The good news is that airlines are cognizant of their environmental footprints and are taking proactive measures to enhance corporate sustainability. One such measure is to disclose historical track records along with current initiatives that make the operations “greener.” Furthermore, the reports allow environmentally conscious travelers to scrutinize the carriers’ policies and in turn reward the airlines with the best practices. Although almost all of the major carriers publish some form of corporate sustainability report, there remains some industry-wide deficiencies.
The lack of reporting standards makes it difficult to compare one airline to another. When it comes to environmental reporting, airlines’ reports contain great variation. However, there are non-profit organizations that are making a push for standardized sustainability reporting like the GRI Standards and the Sustainability Accounting Standards Board (SASB). JetBlue, a New York-based carrier, signed on to the SASB initiative in its 2016 annual report. Increased participation in the SASB from major airlines will likely result in greater transparency of airlines’ environmental impacts and more meaningful comparison.
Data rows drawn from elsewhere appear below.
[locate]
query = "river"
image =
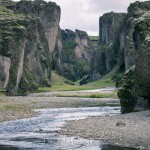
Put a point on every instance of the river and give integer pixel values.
(42, 132)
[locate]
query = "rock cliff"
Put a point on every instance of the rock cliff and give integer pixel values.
(73, 54)
(28, 32)
(107, 54)
(136, 51)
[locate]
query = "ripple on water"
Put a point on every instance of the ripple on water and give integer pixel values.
(40, 133)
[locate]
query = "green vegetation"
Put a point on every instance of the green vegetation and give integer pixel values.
(126, 92)
(58, 84)
(94, 38)
(89, 95)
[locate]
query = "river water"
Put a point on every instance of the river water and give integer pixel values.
(41, 133)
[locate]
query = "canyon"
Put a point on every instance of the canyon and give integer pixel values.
(32, 44)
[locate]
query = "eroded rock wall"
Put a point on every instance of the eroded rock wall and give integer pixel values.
(73, 55)
(28, 32)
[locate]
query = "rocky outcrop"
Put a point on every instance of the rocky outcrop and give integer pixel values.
(137, 51)
(126, 91)
(4, 71)
(142, 70)
(28, 32)
(108, 51)
(74, 54)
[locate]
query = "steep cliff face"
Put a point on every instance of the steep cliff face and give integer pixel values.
(28, 35)
(142, 70)
(74, 54)
(136, 51)
(108, 51)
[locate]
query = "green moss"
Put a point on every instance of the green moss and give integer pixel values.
(12, 81)
(45, 83)
(126, 92)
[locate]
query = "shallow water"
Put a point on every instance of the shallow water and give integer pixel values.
(40, 133)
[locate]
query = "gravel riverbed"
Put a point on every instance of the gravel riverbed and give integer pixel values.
(130, 130)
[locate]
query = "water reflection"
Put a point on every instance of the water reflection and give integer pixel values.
(40, 133)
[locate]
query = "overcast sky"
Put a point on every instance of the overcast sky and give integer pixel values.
(84, 14)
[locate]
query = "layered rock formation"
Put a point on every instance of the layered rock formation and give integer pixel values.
(136, 51)
(108, 51)
(28, 32)
(73, 55)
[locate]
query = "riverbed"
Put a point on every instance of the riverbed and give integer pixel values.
(41, 132)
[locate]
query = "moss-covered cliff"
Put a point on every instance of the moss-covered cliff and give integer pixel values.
(136, 51)
(73, 56)
(28, 31)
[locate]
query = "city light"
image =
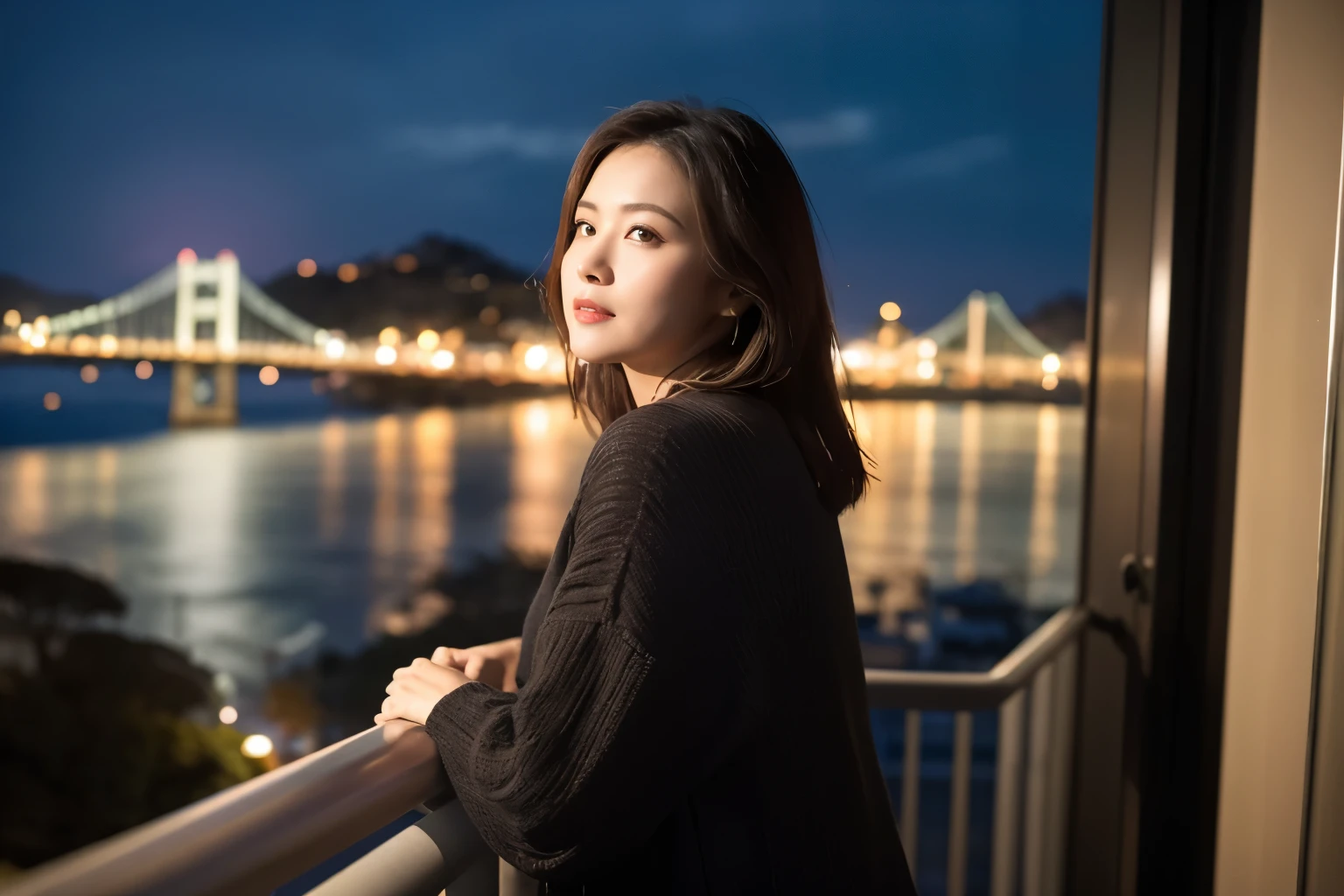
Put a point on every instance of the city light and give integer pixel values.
(257, 746)
(536, 358)
(857, 359)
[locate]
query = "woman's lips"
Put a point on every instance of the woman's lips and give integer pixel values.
(589, 312)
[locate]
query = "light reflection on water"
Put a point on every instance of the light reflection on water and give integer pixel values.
(228, 540)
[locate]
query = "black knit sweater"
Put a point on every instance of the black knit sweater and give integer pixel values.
(691, 715)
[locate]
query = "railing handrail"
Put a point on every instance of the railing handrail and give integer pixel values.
(265, 832)
(262, 833)
(968, 690)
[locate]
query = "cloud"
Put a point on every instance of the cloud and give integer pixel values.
(479, 140)
(469, 141)
(840, 128)
(947, 161)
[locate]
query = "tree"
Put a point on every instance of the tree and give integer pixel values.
(104, 732)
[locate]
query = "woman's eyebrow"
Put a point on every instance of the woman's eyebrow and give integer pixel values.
(659, 210)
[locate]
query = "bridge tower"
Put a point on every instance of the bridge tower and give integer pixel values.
(205, 389)
(977, 315)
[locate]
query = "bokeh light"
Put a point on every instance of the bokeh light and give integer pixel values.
(536, 358)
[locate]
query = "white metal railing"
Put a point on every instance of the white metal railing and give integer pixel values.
(261, 835)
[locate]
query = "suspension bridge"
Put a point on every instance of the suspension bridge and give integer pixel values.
(206, 318)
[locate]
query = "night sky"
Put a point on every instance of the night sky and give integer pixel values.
(948, 145)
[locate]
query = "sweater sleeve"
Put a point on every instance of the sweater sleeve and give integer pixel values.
(637, 684)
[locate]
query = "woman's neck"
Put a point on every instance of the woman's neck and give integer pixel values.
(647, 387)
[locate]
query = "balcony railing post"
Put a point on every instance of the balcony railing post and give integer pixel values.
(960, 805)
(1038, 775)
(910, 790)
(1060, 768)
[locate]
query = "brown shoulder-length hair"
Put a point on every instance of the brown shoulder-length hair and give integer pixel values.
(754, 216)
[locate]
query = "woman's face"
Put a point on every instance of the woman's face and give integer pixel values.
(634, 283)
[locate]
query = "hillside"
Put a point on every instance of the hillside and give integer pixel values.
(436, 283)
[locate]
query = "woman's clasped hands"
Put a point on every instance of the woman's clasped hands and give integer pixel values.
(416, 690)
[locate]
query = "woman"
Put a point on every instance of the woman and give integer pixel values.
(686, 710)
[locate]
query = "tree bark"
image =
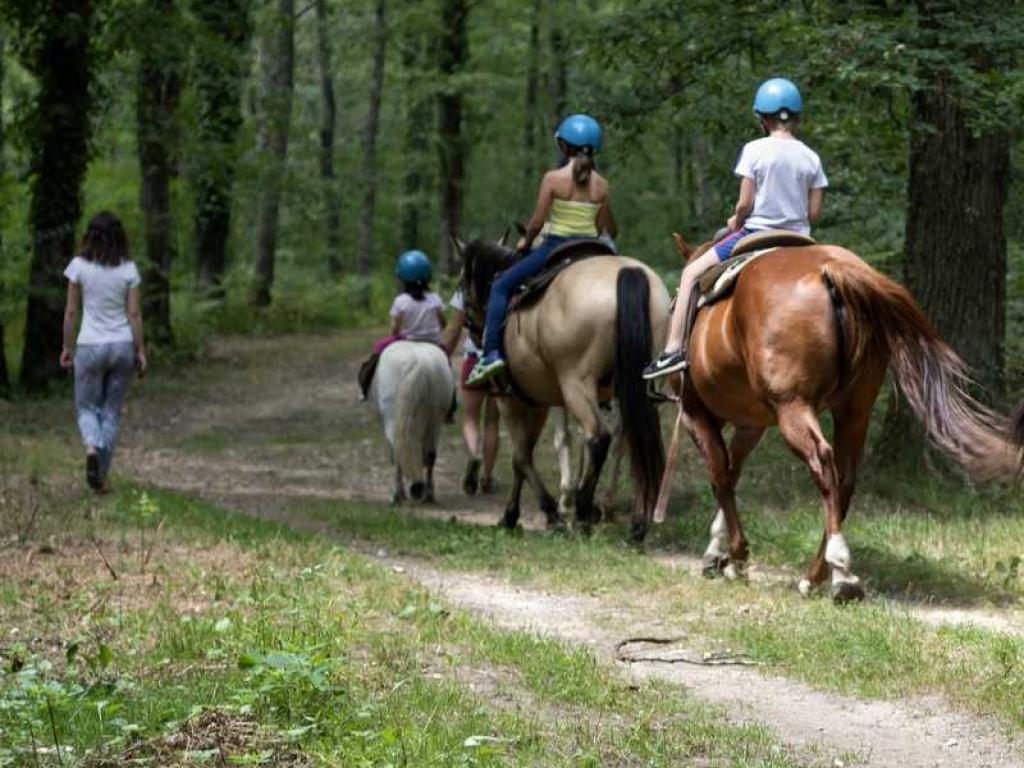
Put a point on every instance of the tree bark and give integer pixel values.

Another potential improvement is the alignment of CSRs with overall corporate financial goals. According to the PWC report, many of the largest airlines publish a stand-alone CSR report separate from the annual financial report. However, the airline executives’ business decisions oftentimes have tremendous impact on the environment. For example, the newer aircrafts all incorporate the latest technologies to decrease fuel burns and lessen harmful emissions into the atmosphere. On the one hand, airlines can shave off significant fuel costs by upgrading their fleets. On the other hand, a large capital expenditure is required to purchase such aircrafts. Small body planes like the Boeing 737 have a unit cost of approximately $60 million, whereas wide body aircrafts like the Boeing 777 entail over a $300 million price tag. As a result, many international airlines have been slow to replace their fleets and make upgrades that have a lesser impact on the environment. Delta, Air Canada, and United currently have the oldest average planes at 17, 14.2, and 14.1 years old, respectively. By combining non-financial CSR data with the numerical metrics in one report, an airline can offer eco-conscious travelers more clarity into their operations.
Overall, airlines have made great progress in their environmental efforts and related disclosure, but there is still improvement to be made. As the number of air travelers grow, the corresponding increase in environmental impacts place even greater burdens on airline corporate leaders to invest in CSR initiatives. At the same time, eco-conscious consumers can utilize the CSR reports to evaluate each carrier’s progress and reward the most environmentally progressive airlines with their patronage.